Galacticidae is a recently recognised and enigmatic family of insects in the lepidopteran order. These moderate sized moths are 8–17 mm in wingspan and have previously been embedded within several lepidopteran superfamilies (Tineoidea: Psychidae, Urodoidea, Sesioidea and in several families of Yponomeutoidea), but Galacticidae is currently placed in its own superfamily at the base of the natural group Apoditrysia (Dugdale et al., 1999 [1998]; May, 2004).

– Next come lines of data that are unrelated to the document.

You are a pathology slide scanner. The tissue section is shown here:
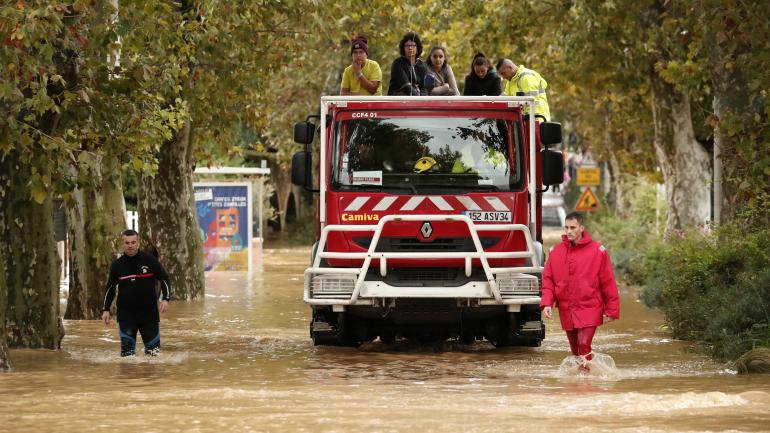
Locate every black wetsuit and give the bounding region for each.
[102,251,171,356]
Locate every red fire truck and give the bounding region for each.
[292,96,563,346]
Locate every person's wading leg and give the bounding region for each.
[576,326,596,361]
[564,329,578,356]
[575,326,596,373]
[118,322,137,356]
[139,322,160,356]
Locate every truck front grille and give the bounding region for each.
[353,236,500,253]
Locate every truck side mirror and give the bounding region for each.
[540,122,561,147]
[540,148,564,186]
[294,121,315,144]
[291,150,311,188]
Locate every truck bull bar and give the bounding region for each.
[304,215,543,311]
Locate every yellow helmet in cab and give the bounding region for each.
[414,156,436,173]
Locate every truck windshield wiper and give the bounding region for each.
[417,183,500,191]
[334,184,417,194]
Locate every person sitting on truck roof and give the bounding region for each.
[388,32,428,96]
[496,59,551,122]
[463,53,502,96]
[425,46,460,96]
[340,36,382,96]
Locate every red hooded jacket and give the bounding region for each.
[540,231,620,331]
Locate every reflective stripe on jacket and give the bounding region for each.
[503,65,551,121]
[540,232,620,331]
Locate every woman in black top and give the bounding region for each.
[388,32,428,96]
[463,53,503,96]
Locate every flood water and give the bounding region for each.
[0,245,770,433]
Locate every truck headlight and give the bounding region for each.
[497,274,540,295]
[311,274,356,297]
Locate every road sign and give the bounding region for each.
[575,187,600,211]
[577,167,601,186]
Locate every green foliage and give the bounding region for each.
[642,197,770,359]
[586,176,663,284]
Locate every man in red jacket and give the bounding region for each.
[540,212,620,372]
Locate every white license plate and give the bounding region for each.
[463,211,511,223]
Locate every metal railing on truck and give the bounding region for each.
[304,215,542,311]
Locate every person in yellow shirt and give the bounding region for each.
[340,36,382,96]
[495,59,551,122]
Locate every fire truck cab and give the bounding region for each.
[292,96,563,346]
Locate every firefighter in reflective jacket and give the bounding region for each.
[496,59,551,122]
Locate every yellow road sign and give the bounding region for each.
[577,167,601,186]
[575,187,600,211]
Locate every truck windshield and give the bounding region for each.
[331,117,523,194]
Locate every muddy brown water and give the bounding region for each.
[0,245,770,433]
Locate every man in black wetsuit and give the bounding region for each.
[102,230,171,356]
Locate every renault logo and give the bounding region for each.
[420,221,433,239]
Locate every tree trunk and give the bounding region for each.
[0,253,13,372]
[651,71,711,237]
[139,122,205,299]
[64,153,126,320]
[270,160,292,232]
[0,150,64,348]
[711,56,752,223]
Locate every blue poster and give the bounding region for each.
[193,182,252,271]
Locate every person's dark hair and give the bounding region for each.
[350,35,369,56]
[471,53,492,73]
[398,32,424,58]
[564,212,583,226]
[425,45,449,71]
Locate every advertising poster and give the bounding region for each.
[193,182,252,271]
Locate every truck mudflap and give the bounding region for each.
[304,215,543,308]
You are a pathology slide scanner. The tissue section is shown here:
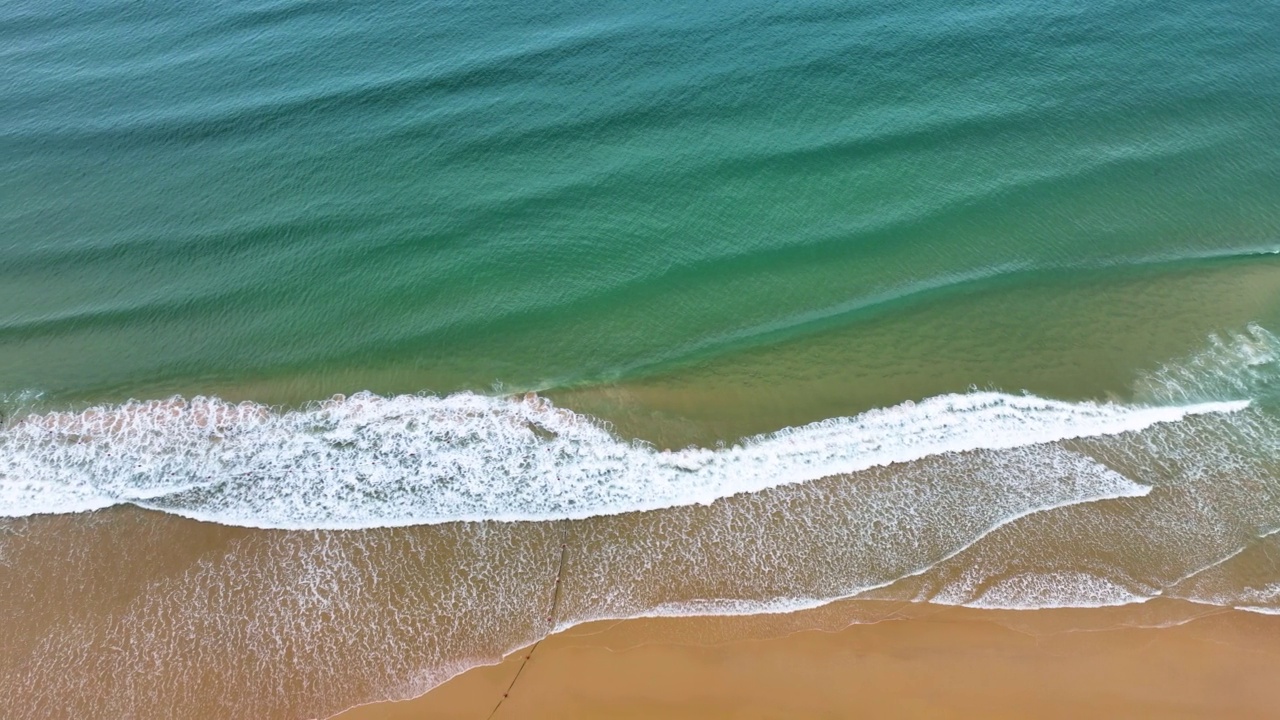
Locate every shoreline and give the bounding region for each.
[333,601,1280,720]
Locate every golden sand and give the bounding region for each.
[339,606,1280,720]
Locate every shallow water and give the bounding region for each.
[0,1,1280,717]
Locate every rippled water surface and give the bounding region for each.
[0,0,1280,717]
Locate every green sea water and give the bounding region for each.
[0,1,1280,417]
[12,0,1280,717]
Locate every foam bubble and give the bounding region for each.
[0,392,1248,529]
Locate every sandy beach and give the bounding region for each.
[338,601,1280,720]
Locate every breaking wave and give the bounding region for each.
[0,392,1248,529]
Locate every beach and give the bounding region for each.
[0,0,1280,720]
[337,605,1280,720]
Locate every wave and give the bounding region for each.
[0,384,1248,529]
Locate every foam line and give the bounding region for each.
[0,392,1248,529]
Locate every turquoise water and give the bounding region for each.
[0,0,1280,717]
[0,3,1280,401]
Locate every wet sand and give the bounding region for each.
[338,601,1280,720]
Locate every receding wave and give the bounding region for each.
[0,327,1280,717]
[0,384,1248,529]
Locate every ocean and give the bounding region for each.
[0,0,1280,717]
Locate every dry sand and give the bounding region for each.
[339,601,1280,720]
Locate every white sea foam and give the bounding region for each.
[0,392,1248,529]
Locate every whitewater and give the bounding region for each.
[0,381,1249,529]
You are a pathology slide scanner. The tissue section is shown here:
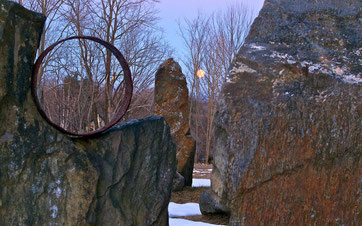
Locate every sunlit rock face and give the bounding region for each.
[202,0,362,225]
[153,58,196,186]
[0,0,176,225]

Note: the superfamily was unintentionally called "Galaticoidea" in Dugdale et al. (1999) [1998].

The relationships of Galacticidae need reassessment with new characters including DNA data . The genus Homadaula looks remarkably like the yponomeutid genera Prays and Atemelia and some species are reminiscent of "small ermine" moths. Despite the spined abdominal segments of the pupae and a few other characters (Minet, 1986) some possess structural similarities to yponomeutids as well and have similar larval behaviour so their removal from the Yponomeutoidea has been questioned (Mey, 2004).

The family is distributed in the Old World from Africa and Madagascar to Asia, Australia and New Caledonia. The richest genus is Homadaula with eight species. The mimosa webworm (Homadaula anisocentra) is a pest of ornamental plants , which has been introduced to eastern North America (Moriuti, 1963; Dugdale et al., 1999).